The University of Pittsburgh Medical Center, with 20 hospitals and roughly 500 ICU beds throughout its network, is adopting a regionalized healthcare delivery system. Some of the center’s most high-risk services, such as its big transplant programs, are centralized within the main university campus hospitals, as are about half of the ICU beds.
“In those hospitals, we’ve decided that we need 24/7 in-house, intensive-care attendings,” says Derek Angus, MD, the center’s chair of critical-care medicine. The doctors work with fellows and a rapidly growing expansion of midlevel providers.

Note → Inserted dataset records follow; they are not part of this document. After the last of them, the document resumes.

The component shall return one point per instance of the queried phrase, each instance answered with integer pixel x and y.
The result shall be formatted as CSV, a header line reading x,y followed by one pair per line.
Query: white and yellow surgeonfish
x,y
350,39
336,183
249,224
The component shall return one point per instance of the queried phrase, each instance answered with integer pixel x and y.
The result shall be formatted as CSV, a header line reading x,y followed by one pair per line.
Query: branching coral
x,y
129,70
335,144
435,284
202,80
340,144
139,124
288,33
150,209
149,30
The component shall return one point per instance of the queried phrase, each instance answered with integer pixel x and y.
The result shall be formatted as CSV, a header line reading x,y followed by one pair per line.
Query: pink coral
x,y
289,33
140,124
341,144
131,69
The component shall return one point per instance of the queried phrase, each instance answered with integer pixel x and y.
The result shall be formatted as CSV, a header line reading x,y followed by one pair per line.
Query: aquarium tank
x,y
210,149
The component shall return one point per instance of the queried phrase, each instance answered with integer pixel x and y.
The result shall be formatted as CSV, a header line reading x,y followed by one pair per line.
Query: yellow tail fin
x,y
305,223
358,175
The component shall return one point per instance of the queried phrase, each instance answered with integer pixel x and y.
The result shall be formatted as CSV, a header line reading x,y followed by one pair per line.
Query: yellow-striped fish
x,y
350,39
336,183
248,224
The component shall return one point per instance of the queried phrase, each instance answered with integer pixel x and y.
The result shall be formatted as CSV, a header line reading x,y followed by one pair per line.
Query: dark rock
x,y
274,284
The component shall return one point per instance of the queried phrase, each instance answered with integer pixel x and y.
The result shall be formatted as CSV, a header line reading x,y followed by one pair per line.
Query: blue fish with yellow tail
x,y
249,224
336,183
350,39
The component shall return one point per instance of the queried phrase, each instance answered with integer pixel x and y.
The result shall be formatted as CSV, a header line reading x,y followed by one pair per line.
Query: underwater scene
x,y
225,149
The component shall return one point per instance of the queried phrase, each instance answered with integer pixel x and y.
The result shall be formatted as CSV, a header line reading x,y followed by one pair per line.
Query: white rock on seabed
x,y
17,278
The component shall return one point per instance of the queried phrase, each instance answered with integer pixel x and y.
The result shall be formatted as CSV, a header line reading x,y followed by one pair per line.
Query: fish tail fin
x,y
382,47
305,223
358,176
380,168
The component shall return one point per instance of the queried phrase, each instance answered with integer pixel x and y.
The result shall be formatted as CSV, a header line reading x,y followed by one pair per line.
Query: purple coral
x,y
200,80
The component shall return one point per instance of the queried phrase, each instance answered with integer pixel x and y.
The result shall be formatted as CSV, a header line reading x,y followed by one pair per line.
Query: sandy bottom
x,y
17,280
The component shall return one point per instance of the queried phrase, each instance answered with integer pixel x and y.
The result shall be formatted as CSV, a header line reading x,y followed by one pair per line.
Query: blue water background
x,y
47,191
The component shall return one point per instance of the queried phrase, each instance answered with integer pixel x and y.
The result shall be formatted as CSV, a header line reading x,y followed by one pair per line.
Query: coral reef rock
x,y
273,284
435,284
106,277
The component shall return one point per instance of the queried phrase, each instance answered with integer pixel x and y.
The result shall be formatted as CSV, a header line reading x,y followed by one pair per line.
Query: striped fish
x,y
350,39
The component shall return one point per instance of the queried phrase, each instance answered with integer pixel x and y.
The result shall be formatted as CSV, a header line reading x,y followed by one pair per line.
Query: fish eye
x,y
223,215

In some of the smaller hospitals, however, some ICU patients are seen and managed by hospitalists. The medical center’s eventual goal is to be more systematic about the kinds of patients managed by intensivists as well as those managed by hospitalists. It’s a task made easier by the specialists’ close working relationship within the same department.
Dr. Angus believes telemedicine could help by providing a sort of mission control that can help track critically ill patients and those at risk of being admitted to ICUs across all 20 hospitals. He concedes, however, that telemedicine for ICU assistance has had mixed results in the medical literature, suggesting that a major key is working out the proper roles and responsibilities of those using the technology.
To improve the consistency of its own frontline providers, the Emory University Center for Critical Care in Atlanta developed a competency-based, critical-care training program for nurse practitioners (NPs) and physician assistants (PAs).
“It’s very clear that if you have a group of NP and PA providers who can do 90 percent of what the physician does, it really begins to unload the physician to focus on what I call the big-picture pieces of critical care,” says center director Timothy Buchman, PhD, MD.
That attending physician can be trained as a care executive to ensure well-coordinated care and to focus on any process that isn’t working well. “At a big academic health sciences center, that should probably be a critical-care physician,” Dr. Buchman notes. “But for the smaller community and regional hospitals that have a relatively less sick population, the person who will be well-positioned to oversee this nonphysician provider staff could well be a hospitalist who’s received additional guidance and training in critical care.”
For mild or moderate complexity of care, he says, the added training need not necessarily include a traditional two-year fellowship. Under a value-based system, sicker patients could be rapidly transferred to a higher level of care, and telemedicine could provide a “backstop” for providers in smaller hospitals who lack the training and experience of someone with a full critical-care fellowship.